Social media requires a lot of effort and is hard to get right. Too often I see people treat social media as a broadcasting channel to blast out anything they publish, but it doesn’t work that way. You actually have to go out and interact with people. My piece of advice is that unless you really love social media, don’t do it. The type of business you have matters a lot too, because if you’re a B2B SaaS company, like Oracle or SAP, social media doesn’t really matter. The smaller you are, the more loyal your fans are, which also impacts customer retention and acquisition.
I also usually start out with ad retargeting right out of the gates. Retargeting is essentially a display ad that follows you around with my vendor of choice being AdRoll because of their retargeting capabilities on Facebook and Twitter. The key to being successful with retargeting is being very intelligent with how you define your segments. You really want to retarget people who came to the site and didn’t convert. If you’re a fairly small business that isn’t getting a lot of site traffic, ad retargeting will be fairly cheap because the pricing is based on how many visitors you have to your site. The other key is to turn the impression frequency to between 1 and 3 ads per day. It starts to annoy people if it’s much higher than that and they’ll know you started following them.

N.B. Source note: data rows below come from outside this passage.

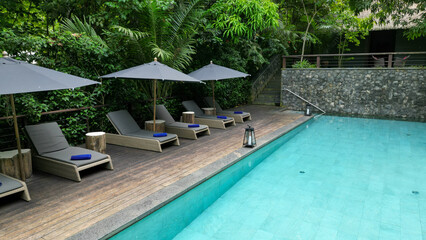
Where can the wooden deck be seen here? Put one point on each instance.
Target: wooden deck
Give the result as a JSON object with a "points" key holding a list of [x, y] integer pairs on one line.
{"points": [[60, 208]]}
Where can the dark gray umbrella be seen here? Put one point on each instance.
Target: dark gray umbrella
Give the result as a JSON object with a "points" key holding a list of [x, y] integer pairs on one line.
{"points": [[152, 71], [216, 72], [21, 77]]}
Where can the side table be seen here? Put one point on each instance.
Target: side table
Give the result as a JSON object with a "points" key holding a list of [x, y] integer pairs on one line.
{"points": [[188, 117], [209, 111], [96, 141], [9, 164]]}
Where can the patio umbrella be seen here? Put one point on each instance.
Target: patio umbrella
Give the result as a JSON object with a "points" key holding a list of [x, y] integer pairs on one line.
{"points": [[152, 71], [21, 77], [216, 72]]}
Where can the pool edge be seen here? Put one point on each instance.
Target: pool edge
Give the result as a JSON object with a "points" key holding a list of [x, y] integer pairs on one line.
{"points": [[118, 221]]}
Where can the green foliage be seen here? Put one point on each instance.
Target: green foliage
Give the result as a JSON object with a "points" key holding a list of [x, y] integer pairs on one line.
{"points": [[244, 18], [410, 14], [303, 64]]}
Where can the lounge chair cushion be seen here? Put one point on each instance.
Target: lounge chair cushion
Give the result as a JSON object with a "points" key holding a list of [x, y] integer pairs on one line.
{"points": [[192, 106], [124, 122], [149, 134], [64, 155], [185, 125], [8, 184], [163, 114], [47, 137], [244, 114], [215, 118]]}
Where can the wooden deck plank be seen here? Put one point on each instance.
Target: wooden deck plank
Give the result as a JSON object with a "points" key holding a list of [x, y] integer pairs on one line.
{"points": [[61, 208]]}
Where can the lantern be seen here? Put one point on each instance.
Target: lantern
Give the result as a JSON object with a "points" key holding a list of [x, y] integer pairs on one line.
{"points": [[308, 110], [249, 137]]}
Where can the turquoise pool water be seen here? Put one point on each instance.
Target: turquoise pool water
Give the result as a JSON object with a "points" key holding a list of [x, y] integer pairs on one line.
{"points": [[338, 178]]}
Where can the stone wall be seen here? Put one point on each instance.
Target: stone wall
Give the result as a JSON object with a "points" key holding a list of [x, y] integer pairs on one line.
{"points": [[265, 75], [381, 93]]}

Display ads across the web tends to be incredibly profitable. Generally the cost per acquisition of a lead will be half to a quarter of what it is on AdWords with an audience that is more targeted. You can buy display ads either through Google or by contacting the website directly which will usually be cheaper.

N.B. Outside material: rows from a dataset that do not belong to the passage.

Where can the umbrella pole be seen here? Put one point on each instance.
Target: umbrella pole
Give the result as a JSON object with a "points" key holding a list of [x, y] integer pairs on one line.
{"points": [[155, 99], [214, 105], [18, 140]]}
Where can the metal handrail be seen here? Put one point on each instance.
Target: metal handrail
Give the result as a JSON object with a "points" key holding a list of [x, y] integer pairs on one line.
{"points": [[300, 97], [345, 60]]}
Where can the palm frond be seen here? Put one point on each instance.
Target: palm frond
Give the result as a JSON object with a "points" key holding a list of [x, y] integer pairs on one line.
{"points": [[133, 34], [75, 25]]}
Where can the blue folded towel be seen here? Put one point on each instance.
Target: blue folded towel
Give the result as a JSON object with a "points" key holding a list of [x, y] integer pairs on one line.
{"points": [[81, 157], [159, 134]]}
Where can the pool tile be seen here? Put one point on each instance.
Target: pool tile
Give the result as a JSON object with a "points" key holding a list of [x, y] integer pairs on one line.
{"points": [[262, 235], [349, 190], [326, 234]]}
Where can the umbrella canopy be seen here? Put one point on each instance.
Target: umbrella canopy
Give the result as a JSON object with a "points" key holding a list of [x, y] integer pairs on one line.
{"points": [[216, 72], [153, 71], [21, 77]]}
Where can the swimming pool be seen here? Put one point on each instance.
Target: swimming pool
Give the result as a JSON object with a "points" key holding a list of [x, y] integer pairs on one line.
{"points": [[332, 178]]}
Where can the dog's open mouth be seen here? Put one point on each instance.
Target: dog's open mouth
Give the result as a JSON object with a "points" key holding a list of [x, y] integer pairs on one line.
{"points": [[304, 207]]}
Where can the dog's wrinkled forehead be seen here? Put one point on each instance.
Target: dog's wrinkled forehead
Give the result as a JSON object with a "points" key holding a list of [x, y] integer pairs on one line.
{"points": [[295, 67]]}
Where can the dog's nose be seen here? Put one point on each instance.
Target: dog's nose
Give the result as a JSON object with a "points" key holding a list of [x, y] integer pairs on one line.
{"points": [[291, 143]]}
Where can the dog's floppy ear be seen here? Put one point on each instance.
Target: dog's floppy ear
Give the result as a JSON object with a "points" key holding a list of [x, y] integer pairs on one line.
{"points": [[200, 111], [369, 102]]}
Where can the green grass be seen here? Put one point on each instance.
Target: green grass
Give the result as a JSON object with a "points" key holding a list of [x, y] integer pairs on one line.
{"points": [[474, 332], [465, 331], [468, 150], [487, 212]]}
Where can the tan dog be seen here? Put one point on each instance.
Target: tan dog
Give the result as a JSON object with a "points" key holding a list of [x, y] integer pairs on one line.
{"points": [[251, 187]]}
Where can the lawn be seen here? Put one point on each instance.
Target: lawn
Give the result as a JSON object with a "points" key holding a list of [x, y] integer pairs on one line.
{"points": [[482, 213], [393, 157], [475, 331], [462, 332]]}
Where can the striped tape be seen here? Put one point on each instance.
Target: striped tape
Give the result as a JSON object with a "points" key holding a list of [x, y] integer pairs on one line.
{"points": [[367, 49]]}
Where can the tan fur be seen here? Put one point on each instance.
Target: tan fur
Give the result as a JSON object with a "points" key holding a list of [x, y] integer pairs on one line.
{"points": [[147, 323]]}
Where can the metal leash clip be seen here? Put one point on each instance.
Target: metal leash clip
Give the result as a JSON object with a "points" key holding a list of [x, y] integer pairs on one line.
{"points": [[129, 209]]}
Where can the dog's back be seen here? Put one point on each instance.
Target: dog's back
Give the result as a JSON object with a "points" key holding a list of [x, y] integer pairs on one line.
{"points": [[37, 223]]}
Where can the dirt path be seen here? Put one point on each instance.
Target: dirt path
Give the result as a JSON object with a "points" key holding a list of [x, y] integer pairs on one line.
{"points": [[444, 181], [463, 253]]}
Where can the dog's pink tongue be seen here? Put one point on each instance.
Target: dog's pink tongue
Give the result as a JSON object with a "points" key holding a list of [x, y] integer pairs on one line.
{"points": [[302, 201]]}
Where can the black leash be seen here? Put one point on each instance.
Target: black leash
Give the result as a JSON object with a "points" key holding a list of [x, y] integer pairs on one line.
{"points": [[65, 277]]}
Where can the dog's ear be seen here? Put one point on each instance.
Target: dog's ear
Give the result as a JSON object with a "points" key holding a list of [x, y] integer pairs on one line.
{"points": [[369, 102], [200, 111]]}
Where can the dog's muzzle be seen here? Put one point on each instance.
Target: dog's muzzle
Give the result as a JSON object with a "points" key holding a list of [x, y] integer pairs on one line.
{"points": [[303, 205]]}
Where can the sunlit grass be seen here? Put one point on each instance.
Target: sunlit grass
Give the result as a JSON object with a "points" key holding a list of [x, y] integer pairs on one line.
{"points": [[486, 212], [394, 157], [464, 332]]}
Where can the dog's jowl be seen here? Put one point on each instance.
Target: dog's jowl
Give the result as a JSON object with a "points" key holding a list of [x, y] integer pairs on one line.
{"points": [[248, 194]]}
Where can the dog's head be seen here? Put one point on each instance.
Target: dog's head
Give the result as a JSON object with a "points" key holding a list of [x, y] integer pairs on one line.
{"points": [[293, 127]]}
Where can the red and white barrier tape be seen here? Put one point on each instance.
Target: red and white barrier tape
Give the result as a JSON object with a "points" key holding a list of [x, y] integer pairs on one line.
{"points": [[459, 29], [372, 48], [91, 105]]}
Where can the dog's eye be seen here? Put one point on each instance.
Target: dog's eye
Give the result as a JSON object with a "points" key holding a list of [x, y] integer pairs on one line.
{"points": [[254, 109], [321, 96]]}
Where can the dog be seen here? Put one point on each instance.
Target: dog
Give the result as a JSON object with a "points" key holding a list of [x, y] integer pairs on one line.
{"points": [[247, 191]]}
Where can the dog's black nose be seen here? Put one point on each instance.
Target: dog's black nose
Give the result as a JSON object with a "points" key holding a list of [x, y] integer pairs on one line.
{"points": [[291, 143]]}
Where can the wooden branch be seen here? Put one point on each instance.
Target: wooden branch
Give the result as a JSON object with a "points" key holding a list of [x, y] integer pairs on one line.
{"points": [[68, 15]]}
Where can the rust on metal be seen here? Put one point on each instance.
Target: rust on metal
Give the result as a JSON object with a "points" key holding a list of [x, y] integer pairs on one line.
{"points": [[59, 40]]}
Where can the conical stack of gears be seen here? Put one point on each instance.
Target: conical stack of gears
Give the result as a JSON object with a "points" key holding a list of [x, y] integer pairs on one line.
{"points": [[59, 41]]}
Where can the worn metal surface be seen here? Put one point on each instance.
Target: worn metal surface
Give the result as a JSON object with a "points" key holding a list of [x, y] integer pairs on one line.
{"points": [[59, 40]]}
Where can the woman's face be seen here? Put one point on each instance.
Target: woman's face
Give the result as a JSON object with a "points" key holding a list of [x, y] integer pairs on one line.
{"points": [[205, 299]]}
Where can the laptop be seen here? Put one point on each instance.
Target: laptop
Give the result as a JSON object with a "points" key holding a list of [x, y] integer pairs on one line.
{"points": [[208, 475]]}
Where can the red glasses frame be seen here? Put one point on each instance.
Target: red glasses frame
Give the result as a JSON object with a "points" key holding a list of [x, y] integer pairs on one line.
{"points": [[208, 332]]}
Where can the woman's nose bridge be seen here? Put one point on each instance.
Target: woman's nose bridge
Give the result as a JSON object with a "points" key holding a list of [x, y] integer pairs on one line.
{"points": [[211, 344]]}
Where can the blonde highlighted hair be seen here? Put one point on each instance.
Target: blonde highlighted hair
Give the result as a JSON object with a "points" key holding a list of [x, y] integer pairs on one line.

Joint ventures is also incredibly effective. For example, another company has an e-mail list with 200,000 subscribers, how can you market your product to that list? Some companies you can give money to and they’ll let you e-mail their list, others will do it if they like you – those opportunities are worth going after. Other companies in your space that offer related but not a competing product you could essentially trade mailing lists and it tends to be cheap and work really well.
You covered the paid versus unpaid advertising, what are your recommendations on how to start out and what to focus on?
For people who are first starting out, they either have money or they have time. If they don’t have money but have time, then I usually recommend blogging, participating in social media, and doing content marketing. If they have a budget, I would start with retargeting, AdWords, and joint ventures, but at the end of the day it’s a mix with all the campaigns feeding off each other.
Have you seen a change over time regarding any of these channels?
What’s the new channel? What’s working well? Every time a new channel opens up to advertising, usually those ads become the next hot thing. When Facebook opened up to advertisers, the ads worked really well. When twitter did, the same thing happened. You can bet that when Pinterest or Snapchat starts offering ads that there will be good ROI there.
If you are a new business, would you recommend going for mass rather than quality?
I would say quality. There’s a great article called 1,000 True Fans. Kevin Kelly argues you really only need 1,000 customers who are faithful. You can make a lot of money doing that without having to market to everybody. If your goal is to be the next Snapchat and be worth a few billion dollars then, yes, you’ll probably have to go after everybody, but most people aren’t in that boat.
How do you see Facebook, Twitter and other social media networks as ad channels?
It’s getting harder to build your business on the back of a single channel. Sometimes it works, sometimes you find this one channel and one growth strategy that outperforms the rest. But generally my response would be to focus on three or four channels and don’t feel like you have to be everywhere. It’s pretty much impossible to do it all well.